The best thing about a soup like this is that you probably already have all of the ingredients in your kitchen right now. This minestrone is rich, filling and full of flavor but its also inexpensive, easy to prepare and so damn quick (perfect for those nights you're feeling like shit). I imagine that you will (like me) also feel much better after eating a meal so high in nutrients, veggies and fiber rich beans. It also has no salt, oil, gluten or added sugar to boot. Certain to chase away the sniffles.
Serves: 6 • Total Prep + Cook Time: 30 minutes
- I clove minced garlic + 1 whole clove garlic
- 1 small onion, diced
- 4 carrots, diced
- 5 celery stalks, diced
- 6-8 mini gold potatoes, diced (or 4-5 small gold potatoes)
- 1 zucchini, diced
- 1/4 cup + 3 cups water
- 1 vegan salt-free boulion cube
- 1 16 oz can salt-free diced tomatoes
- 1 oz. can salt-free tomato paste
- 1 16 oz can salt-free canillini beans, rinsed well
- 1 16 oz can salt-free kidney beans, rinsed well
- 1/4 cup nutritional yeast
- 2 handfuls fresh or frozen greens (I used a mix of baby kale, spinach and chard)

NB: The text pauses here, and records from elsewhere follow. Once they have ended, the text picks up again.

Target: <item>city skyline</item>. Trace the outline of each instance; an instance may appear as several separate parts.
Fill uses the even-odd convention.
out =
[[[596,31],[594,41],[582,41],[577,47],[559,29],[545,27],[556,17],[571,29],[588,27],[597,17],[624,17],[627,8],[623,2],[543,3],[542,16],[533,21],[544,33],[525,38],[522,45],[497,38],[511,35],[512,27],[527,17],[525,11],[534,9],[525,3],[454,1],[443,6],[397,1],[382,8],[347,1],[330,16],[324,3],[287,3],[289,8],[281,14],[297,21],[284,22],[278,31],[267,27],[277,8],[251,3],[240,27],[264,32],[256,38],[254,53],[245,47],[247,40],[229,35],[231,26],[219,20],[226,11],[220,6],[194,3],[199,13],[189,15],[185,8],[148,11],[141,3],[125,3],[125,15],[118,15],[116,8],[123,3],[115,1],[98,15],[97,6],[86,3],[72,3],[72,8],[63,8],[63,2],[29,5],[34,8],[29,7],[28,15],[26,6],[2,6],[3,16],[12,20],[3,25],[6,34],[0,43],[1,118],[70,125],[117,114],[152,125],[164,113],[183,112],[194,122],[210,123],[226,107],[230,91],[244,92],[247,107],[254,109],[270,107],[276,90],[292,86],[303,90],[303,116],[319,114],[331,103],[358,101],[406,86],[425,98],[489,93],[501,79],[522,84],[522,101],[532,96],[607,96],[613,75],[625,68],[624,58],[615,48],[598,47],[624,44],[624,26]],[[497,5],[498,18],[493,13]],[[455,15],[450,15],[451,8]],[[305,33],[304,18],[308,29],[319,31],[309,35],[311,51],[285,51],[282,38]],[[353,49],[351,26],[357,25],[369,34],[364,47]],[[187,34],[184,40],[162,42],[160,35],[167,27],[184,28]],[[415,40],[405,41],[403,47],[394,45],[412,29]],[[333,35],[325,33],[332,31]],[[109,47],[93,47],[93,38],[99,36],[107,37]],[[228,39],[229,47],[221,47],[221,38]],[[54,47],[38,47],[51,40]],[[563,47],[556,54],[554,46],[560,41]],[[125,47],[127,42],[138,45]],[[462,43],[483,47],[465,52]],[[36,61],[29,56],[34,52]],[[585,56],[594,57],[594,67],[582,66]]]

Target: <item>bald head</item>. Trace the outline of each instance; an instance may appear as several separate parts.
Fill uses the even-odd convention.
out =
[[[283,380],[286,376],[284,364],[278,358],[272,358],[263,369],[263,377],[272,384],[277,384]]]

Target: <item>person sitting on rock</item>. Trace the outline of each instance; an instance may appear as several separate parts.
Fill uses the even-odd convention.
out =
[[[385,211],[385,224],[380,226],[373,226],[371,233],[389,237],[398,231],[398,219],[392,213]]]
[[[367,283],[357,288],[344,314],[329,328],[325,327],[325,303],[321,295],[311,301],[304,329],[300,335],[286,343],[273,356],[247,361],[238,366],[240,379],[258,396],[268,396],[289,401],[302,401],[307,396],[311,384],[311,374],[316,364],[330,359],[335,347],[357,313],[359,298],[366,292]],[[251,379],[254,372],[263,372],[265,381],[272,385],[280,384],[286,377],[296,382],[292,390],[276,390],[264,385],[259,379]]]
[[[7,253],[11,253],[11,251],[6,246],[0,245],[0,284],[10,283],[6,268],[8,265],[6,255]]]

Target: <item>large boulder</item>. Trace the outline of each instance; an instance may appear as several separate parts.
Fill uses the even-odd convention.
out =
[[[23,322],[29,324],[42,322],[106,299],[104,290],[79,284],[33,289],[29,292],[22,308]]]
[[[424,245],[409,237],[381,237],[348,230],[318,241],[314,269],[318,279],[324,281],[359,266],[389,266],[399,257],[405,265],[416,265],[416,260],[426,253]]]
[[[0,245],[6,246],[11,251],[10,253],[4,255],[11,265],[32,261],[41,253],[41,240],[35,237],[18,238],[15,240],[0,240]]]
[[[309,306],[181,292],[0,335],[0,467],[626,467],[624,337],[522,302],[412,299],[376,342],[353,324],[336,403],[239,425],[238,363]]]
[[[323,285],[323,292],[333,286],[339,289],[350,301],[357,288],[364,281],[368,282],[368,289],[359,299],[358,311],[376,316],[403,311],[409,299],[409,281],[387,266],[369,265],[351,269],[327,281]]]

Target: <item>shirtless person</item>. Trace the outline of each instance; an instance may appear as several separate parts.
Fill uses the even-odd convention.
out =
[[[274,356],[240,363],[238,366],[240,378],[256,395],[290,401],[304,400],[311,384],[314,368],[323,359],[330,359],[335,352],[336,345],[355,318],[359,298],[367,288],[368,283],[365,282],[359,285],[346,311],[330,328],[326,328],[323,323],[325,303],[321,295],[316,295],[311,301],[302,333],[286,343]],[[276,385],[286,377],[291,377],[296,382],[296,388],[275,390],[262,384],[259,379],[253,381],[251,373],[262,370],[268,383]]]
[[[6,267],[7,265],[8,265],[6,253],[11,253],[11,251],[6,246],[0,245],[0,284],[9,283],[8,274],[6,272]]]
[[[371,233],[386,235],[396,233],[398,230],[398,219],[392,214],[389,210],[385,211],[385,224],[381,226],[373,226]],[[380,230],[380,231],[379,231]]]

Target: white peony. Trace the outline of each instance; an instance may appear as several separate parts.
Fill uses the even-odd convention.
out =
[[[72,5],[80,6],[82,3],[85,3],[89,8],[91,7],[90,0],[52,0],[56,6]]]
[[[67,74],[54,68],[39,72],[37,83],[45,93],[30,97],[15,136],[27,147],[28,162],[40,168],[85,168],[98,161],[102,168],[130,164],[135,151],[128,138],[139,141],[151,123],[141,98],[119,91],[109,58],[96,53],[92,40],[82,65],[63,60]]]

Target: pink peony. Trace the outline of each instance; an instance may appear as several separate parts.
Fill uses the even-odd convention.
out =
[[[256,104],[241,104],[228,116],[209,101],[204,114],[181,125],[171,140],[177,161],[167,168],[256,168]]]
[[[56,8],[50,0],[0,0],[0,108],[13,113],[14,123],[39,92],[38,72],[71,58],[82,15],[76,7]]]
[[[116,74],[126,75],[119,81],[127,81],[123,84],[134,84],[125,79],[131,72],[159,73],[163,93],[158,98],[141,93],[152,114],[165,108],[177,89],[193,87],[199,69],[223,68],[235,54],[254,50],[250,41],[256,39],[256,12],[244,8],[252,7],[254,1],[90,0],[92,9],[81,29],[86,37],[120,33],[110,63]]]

- 1 handful fresh herbs (I used a combo of parsley, rosemary and basil from my garden)
- Fresh cracked pepper to taste
1. Add minced garlic and chopped onion to a large pot with 1/4 cup water and turn on med-high heat.
2. While your aromatics get soft, chop carrots, celery and potatoes into 1/2" pieces and add to the pot. Allow the vegetables to soften as the water evaporates (about 5 minutes).
3. Once most of the water is gone add in 3 more cups of water and a veggie bouillon cube. Cook on medium-high until the veggies are tender (about 10 minutes).
4. In the meantime prep zucchini and greens. Open all cans, rinse and drain your beans.
5. To a blender add the can of tomatoes and tomato paste along with about 1/3 of the beans, nutritional yeast, a whole clove of garlic and the handful of fresh herbs. Blend until smooth and add the the pot, stirring to combine.
5. Add in the zucchini and greens to the pot and cook until just tender (about three minutes).
6. Remove from the heat, add a bit more fresh parsley to top and serve alone or with pasta, quinoa or crusty bread.